リーグV奪回ホークス、なぜ強い?

西日本新聞

 プロ野球の福岡ソフトバンクホークスが2年ぶりにパ・リーグを制した。9月16日の優勝決定は、2年前よりも1日早いリーグ史上最速。この時点で2位の西武ライオンズに14・5ゲームの大差をつけた。毎年の戦力補強の一方、今季も4年目の上林誠知選手や育成出身で7年目の捕手、甲斐拓也選手ら若手が台頭。育成と補強をどう両立させ、結果に結び付けたのか。

 「育成にはこだわっている。うちは3軍を持っている」と後藤芳光球団社長兼オーナー代行(54)は力説する。日本は1、2軍の構成が一般的だが、米国はメジャーを頂点に3A、2A…とピラミッド形に下部組織が連なる。これを参考に3軍まで組織の底辺を広げ、1軍の充実を図っている。

 3軍を創設したのは2011年。2軍でも出場機会に恵まれない若手の実戦確保が主目的で、独立リーグや大学、社会人チームと1年に約70試合を組む。日本代表入りした千賀滉大投手やレギュラー級となった上林、甲斐の両選手はここが原点。不動の主軸となった柳田悠岐選手も入団1年目に3軍戦を経験した。

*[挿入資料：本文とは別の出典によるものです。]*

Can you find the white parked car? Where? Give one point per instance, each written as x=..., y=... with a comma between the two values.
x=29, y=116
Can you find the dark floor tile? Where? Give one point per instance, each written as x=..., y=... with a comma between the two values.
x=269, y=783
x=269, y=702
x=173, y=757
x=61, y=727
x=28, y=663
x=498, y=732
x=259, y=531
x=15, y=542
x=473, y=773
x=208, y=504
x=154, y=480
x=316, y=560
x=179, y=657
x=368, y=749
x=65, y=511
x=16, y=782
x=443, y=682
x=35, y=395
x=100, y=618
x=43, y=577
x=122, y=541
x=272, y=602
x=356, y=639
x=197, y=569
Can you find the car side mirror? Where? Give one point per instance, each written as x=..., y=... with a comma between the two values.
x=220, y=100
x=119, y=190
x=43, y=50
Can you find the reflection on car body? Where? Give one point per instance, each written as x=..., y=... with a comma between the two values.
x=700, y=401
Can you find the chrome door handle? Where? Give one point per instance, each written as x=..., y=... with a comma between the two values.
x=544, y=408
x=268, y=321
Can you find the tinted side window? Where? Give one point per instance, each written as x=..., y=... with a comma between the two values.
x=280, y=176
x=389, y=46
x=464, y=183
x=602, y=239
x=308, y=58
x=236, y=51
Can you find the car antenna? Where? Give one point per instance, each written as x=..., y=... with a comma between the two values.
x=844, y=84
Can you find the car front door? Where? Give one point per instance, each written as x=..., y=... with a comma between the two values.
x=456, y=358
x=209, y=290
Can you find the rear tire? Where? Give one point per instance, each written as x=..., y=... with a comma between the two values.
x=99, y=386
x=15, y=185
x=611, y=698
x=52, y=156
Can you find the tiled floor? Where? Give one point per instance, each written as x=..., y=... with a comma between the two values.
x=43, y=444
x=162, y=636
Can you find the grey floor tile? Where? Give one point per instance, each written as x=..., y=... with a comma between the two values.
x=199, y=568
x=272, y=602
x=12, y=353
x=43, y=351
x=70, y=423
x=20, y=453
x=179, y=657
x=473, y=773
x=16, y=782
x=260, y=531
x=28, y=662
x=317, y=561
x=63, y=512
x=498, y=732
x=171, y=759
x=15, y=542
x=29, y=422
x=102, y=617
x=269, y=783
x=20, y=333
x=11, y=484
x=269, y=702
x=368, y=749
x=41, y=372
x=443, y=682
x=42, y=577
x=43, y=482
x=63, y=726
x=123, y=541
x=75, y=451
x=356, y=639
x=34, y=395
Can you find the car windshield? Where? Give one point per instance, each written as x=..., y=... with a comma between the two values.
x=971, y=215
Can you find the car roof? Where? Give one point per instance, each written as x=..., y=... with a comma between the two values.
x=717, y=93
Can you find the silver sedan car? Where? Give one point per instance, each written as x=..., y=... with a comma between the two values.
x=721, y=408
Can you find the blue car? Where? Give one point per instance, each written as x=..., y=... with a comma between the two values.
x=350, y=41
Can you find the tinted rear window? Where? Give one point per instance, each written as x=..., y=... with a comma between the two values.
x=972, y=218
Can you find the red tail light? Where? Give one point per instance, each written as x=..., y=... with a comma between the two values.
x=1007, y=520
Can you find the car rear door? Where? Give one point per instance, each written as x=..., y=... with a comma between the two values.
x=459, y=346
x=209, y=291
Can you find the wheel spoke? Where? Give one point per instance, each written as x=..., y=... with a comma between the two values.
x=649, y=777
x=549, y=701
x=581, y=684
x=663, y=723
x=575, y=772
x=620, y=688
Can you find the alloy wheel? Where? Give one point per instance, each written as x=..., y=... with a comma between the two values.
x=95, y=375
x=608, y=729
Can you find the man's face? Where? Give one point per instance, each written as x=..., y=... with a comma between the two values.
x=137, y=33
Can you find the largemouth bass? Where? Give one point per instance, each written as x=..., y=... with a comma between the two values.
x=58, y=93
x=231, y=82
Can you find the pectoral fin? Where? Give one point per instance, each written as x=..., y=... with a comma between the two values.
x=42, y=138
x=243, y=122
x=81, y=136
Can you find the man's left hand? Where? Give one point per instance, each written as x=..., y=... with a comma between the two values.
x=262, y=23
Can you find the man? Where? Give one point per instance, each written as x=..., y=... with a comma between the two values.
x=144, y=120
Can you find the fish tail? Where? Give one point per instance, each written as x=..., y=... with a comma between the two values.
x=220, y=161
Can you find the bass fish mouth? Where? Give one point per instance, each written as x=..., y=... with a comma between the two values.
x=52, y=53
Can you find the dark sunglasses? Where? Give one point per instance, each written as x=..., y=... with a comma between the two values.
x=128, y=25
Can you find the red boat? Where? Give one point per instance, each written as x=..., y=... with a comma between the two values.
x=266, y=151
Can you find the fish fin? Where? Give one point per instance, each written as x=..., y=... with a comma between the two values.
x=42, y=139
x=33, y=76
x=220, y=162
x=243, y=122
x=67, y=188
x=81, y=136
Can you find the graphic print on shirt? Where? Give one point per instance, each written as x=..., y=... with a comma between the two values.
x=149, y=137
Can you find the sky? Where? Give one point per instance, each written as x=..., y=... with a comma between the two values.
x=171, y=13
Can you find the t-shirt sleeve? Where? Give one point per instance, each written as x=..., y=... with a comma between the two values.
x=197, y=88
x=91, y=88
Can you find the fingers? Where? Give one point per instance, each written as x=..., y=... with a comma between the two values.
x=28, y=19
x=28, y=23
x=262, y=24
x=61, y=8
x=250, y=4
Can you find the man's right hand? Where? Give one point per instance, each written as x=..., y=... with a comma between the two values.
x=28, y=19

 1球団の支配下登録選手の上限は70人だが、育成契約の選手に制限はない。ソフトバンクの23人は、16年に3軍制を確立した巨人と並んで12球団最多。その一方で「若い選手を預かる責任は重い」。戦力外になる選手には必ずグループ企業への転職を打診する。入団時にも球団の強みとして説明。携帯電話事業の営業職へ転身する選手も多い。

 昨年から福岡県筑後市に移ったファーム施設は、3軍専用の球場も備える。屋内設備では、ボールが側溝から自動回収される「球拾い不要」の打撃練習場がユニークだ。投球や打球の回転数、軌道などが数値化できる弾道測定器など最新機器も充実。後藤社長も「金額は60億、70億円になり、付帯するものも乗せれば100億円近い。施設を造るのは相当悩んだ」が、「これから5年、10年、20年のホークスの計」と踏み切った。

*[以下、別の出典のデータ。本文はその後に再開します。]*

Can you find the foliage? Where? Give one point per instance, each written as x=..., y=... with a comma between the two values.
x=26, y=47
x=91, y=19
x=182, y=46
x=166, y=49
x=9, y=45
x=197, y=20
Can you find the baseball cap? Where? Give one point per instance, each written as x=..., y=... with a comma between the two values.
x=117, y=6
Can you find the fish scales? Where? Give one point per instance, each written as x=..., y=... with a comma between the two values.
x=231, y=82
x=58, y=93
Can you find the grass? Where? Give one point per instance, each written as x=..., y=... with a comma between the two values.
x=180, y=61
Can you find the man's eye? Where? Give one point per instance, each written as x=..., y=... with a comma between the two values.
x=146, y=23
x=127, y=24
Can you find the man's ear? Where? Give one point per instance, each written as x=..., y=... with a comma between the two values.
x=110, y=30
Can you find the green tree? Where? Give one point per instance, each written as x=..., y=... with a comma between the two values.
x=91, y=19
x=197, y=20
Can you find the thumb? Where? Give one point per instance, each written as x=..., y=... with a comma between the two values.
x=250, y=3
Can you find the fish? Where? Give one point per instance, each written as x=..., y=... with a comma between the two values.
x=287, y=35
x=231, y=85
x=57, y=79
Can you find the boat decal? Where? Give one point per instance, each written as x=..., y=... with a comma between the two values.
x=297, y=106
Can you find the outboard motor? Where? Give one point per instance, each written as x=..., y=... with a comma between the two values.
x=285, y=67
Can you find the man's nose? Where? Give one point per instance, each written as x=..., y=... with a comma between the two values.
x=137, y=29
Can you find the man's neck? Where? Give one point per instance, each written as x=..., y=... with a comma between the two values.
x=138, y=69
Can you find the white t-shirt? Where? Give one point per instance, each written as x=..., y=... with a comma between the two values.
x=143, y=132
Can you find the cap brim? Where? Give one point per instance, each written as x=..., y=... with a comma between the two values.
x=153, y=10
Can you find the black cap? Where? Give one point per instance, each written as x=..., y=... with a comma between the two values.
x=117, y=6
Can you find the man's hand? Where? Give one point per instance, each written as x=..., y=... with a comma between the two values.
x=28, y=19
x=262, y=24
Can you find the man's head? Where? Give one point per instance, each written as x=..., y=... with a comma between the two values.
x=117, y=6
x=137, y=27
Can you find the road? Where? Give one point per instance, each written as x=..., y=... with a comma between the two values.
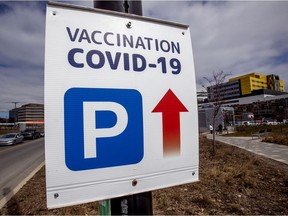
x=17, y=162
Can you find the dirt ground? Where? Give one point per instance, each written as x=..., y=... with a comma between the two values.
x=232, y=182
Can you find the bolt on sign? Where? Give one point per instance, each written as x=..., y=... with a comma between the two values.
x=120, y=105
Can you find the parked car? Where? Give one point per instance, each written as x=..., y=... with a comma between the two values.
x=11, y=139
x=31, y=134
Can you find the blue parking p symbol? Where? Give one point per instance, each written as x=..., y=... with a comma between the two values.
x=103, y=128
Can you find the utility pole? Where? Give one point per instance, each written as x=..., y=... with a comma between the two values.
x=137, y=204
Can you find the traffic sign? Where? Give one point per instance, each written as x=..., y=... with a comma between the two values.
x=120, y=105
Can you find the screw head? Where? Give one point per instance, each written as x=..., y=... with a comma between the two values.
x=134, y=182
x=129, y=25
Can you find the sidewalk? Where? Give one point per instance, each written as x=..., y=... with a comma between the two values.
x=269, y=150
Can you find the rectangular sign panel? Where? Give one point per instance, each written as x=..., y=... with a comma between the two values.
x=120, y=105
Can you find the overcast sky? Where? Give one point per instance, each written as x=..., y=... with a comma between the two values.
x=234, y=36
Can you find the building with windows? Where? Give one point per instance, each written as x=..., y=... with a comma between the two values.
x=256, y=81
x=246, y=85
x=28, y=113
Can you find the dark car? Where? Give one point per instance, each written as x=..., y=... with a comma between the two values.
x=11, y=139
x=31, y=134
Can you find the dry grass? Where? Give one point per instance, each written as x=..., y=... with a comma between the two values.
x=232, y=182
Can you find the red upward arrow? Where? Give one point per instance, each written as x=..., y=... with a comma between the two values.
x=170, y=106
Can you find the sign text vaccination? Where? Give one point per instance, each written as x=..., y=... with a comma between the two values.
x=127, y=61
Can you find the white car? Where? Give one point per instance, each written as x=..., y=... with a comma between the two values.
x=11, y=139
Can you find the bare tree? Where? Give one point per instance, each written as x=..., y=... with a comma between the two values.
x=215, y=95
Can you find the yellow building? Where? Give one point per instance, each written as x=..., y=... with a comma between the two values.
x=256, y=81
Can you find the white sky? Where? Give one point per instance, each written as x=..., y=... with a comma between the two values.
x=234, y=36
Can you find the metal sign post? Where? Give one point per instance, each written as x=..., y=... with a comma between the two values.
x=138, y=204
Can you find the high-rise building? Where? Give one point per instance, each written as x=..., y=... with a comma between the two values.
x=245, y=85
x=256, y=81
x=29, y=113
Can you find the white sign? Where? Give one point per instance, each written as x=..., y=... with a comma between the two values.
x=120, y=105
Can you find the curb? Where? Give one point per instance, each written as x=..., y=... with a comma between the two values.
x=6, y=198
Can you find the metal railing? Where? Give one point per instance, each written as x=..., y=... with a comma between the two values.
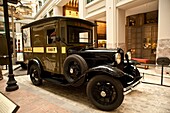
x=155, y=74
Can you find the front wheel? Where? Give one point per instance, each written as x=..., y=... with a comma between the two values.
x=105, y=92
x=35, y=75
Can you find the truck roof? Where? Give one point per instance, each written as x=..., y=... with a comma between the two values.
x=44, y=20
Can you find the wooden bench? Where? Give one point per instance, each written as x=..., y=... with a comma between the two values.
x=142, y=60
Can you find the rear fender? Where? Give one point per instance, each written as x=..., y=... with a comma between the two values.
x=106, y=69
x=31, y=62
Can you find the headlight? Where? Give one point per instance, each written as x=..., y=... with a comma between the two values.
x=129, y=55
x=118, y=58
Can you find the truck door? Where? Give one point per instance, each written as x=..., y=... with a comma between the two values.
x=52, y=58
x=4, y=59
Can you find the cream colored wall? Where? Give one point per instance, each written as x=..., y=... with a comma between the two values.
x=148, y=7
x=163, y=48
x=94, y=10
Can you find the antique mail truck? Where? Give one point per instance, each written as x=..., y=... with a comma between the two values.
x=60, y=50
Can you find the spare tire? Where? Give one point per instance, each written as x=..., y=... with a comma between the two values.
x=74, y=67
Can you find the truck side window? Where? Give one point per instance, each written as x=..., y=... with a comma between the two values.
x=51, y=36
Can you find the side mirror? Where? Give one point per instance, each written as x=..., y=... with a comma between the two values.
x=163, y=61
x=58, y=38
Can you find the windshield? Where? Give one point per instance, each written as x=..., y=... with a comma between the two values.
x=79, y=35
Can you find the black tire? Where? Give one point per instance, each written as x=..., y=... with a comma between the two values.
x=35, y=75
x=105, y=92
x=74, y=67
x=23, y=66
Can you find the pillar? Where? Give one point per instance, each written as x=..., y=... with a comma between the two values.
x=58, y=11
x=111, y=18
x=121, y=21
x=82, y=9
x=163, y=48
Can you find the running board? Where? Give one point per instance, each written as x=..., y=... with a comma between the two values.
x=57, y=81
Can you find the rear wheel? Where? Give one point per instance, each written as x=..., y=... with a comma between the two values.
x=105, y=92
x=74, y=67
x=35, y=75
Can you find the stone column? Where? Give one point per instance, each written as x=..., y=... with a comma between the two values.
x=82, y=9
x=58, y=11
x=163, y=47
x=111, y=23
x=121, y=21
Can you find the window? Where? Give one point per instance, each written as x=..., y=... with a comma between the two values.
x=79, y=35
x=51, y=36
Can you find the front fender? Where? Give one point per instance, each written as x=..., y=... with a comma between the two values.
x=106, y=69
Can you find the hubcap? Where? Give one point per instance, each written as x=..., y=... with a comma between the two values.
x=71, y=70
x=103, y=93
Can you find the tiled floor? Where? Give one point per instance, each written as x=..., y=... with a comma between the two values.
x=49, y=98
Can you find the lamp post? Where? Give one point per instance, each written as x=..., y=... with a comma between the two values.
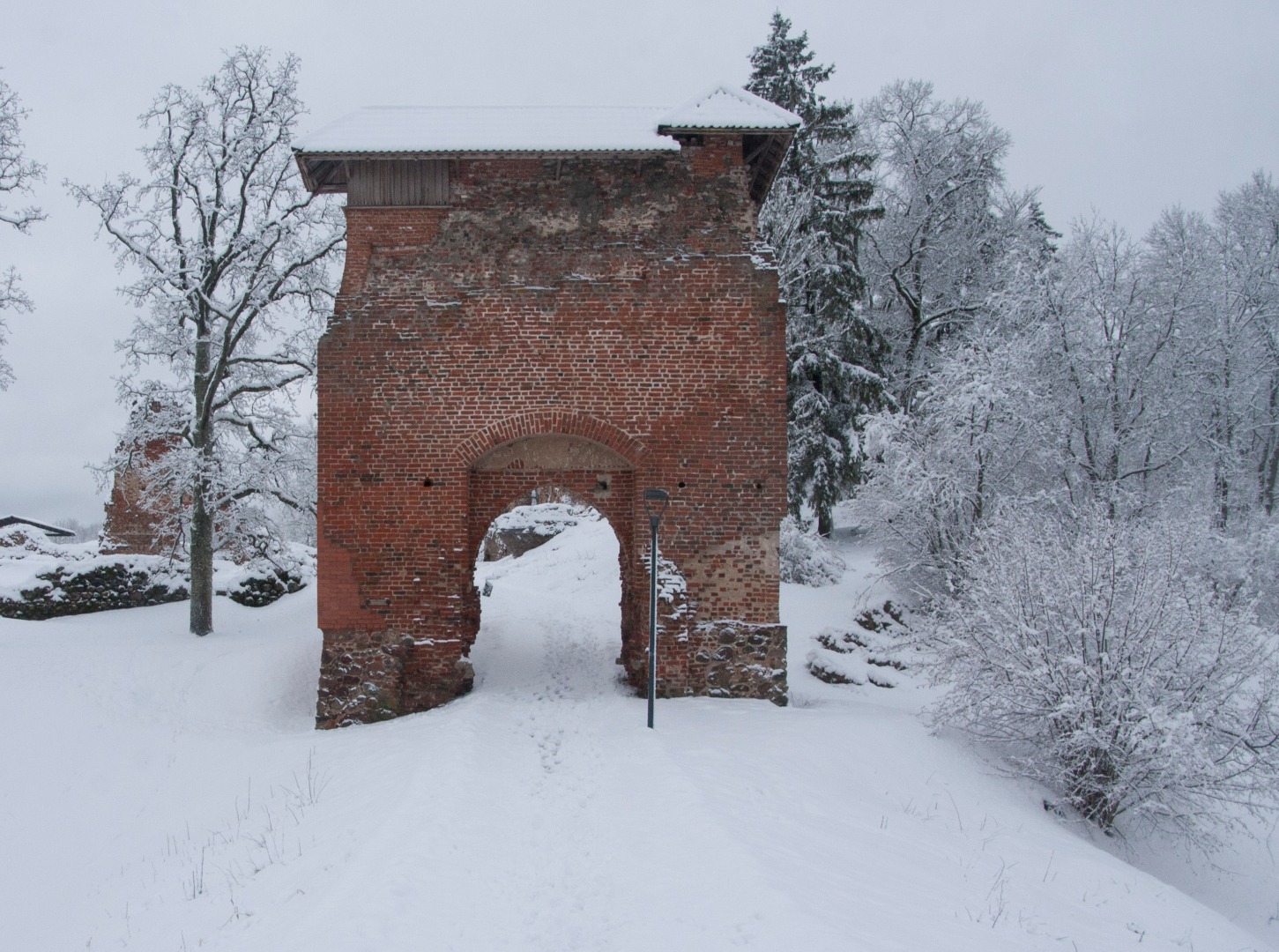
x=655, y=502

 補強は確実性重視で「ピンポイント」。今季はロッテで3年プレーしたデスパイネ選手を獲得し、主軸に据えた。15年オフに退団した李大浩(イデホ)選手の穴が埋まらず、優勝を逃した昨季の反省から強打者が必要だったからだ。獲得の決め手は「確率論。日本でのデータを読み込んだ」という。プロ野球初のシーズン50セーブを達成した抑え投手のサファテ選手も、広島で2年、西武で1年の実績を評価した。

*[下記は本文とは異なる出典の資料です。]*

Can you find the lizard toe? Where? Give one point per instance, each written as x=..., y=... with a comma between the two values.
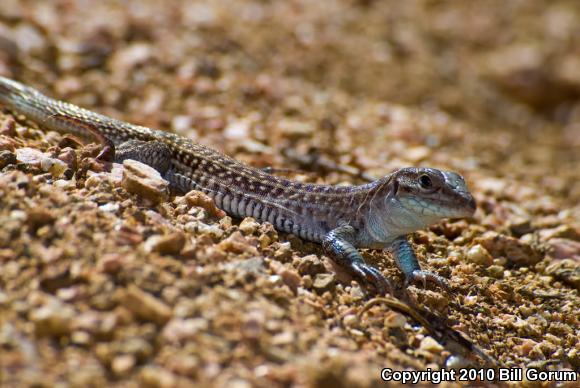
x=424, y=277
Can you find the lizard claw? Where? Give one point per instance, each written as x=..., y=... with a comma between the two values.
x=370, y=275
x=425, y=276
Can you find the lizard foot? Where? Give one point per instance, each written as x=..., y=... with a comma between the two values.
x=369, y=275
x=420, y=276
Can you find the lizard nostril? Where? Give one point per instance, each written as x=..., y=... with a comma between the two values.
x=471, y=203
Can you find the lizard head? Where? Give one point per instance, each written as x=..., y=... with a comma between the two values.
x=432, y=194
x=413, y=198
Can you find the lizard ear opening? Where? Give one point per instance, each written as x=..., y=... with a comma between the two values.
x=395, y=187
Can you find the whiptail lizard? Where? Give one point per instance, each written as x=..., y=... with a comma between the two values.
x=376, y=215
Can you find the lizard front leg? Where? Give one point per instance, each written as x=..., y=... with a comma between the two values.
x=407, y=262
x=339, y=243
x=153, y=153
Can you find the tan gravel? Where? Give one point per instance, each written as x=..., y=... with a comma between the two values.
x=107, y=279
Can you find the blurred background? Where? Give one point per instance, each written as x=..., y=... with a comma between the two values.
x=307, y=73
x=490, y=89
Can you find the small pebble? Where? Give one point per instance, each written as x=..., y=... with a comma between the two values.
x=145, y=181
x=479, y=255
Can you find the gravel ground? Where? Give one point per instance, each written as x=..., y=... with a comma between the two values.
x=107, y=279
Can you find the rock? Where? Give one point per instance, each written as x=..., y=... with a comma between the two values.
x=146, y=306
x=479, y=255
x=511, y=248
x=310, y=265
x=295, y=129
x=495, y=271
x=30, y=156
x=69, y=157
x=8, y=127
x=7, y=144
x=324, y=282
x=170, y=244
x=237, y=243
x=248, y=225
x=563, y=231
x=7, y=158
x=55, y=167
x=144, y=181
x=54, y=319
x=156, y=377
x=394, y=319
x=123, y=364
x=417, y=154
x=563, y=248
x=430, y=345
x=180, y=330
x=197, y=198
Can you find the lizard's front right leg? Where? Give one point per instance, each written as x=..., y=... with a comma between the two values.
x=339, y=243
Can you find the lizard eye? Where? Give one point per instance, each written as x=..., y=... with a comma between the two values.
x=425, y=182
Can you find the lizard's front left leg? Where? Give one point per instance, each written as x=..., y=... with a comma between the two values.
x=339, y=243
x=409, y=265
x=153, y=153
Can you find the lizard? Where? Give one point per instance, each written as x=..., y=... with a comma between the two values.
x=376, y=215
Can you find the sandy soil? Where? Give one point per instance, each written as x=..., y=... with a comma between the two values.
x=100, y=285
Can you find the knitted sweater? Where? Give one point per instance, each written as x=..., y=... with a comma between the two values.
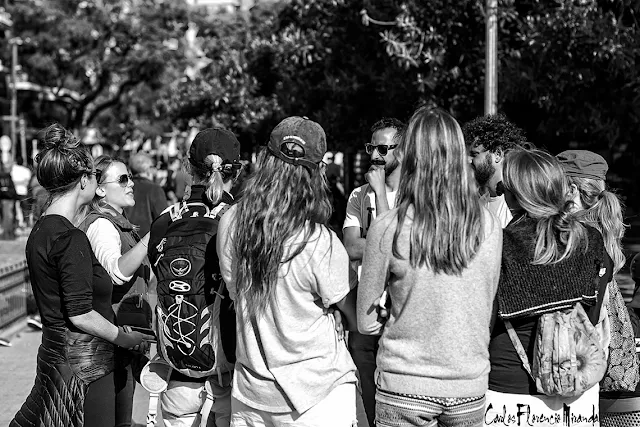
x=526, y=289
x=435, y=341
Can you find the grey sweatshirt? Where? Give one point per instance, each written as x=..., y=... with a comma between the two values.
x=436, y=339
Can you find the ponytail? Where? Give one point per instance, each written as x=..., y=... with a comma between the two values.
x=554, y=232
x=214, y=181
x=603, y=211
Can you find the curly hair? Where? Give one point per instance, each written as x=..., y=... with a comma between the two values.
x=280, y=201
x=494, y=132
x=444, y=217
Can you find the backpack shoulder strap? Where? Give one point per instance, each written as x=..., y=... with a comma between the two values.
x=518, y=346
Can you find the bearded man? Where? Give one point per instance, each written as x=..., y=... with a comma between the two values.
x=364, y=204
x=488, y=139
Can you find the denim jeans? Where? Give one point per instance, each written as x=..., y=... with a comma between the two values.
x=364, y=349
x=338, y=409
x=399, y=410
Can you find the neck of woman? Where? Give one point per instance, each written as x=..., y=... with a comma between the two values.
x=66, y=205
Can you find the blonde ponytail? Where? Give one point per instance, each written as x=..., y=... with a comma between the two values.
x=603, y=211
x=215, y=182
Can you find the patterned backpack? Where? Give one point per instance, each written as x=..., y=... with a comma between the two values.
x=196, y=320
x=568, y=357
x=623, y=370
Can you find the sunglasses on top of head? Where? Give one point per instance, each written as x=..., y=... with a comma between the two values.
x=382, y=149
x=122, y=180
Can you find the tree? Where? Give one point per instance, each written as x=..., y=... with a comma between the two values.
x=93, y=55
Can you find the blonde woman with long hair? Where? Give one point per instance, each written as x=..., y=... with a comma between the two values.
x=600, y=208
x=437, y=258
x=550, y=262
x=286, y=270
x=123, y=254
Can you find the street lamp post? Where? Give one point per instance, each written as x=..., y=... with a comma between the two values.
x=491, y=58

 球団経営の根底にはソフトバンクグループのポリシーがある。「孫オーナーからも『12球団一、データを活用できなきゃいけない』と言われている。AI(人工知能)も活用しなければ」。現在、ソフトバンクはAIに注力。球団もAIを備え、他球団の主力投手の球筋を再現できる打撃練習用マシンを、ファーム施設用に開発したいという。

 「実はそのための産学連携みたいなものもやり始めている」と後藤社長。3軍や充実したファーム施設の背景には、豊富な資金力がある。その上で、ソフトバンクの一翼らしい発想と思い切った投資を行い、10年からの8年でリーグ優勝5度の強豪チームをつくり上げた。

 育成選手 選手育成のため球団の雇用枠を広げる制度で、プロ野球で2005年に導入された。上限70人の支配下登録選手とは別枠。支配下登録選手を65人以上保有する球団に限り育成選手を保有できる。支配下登録されないと1軍公式戦には出場できない(オープン戦は出場可能)。背番号は3桁で、最低年俸240万円。育成ドラフトで入団した育成選手には、球団から支度金として300万円程度が支払われる。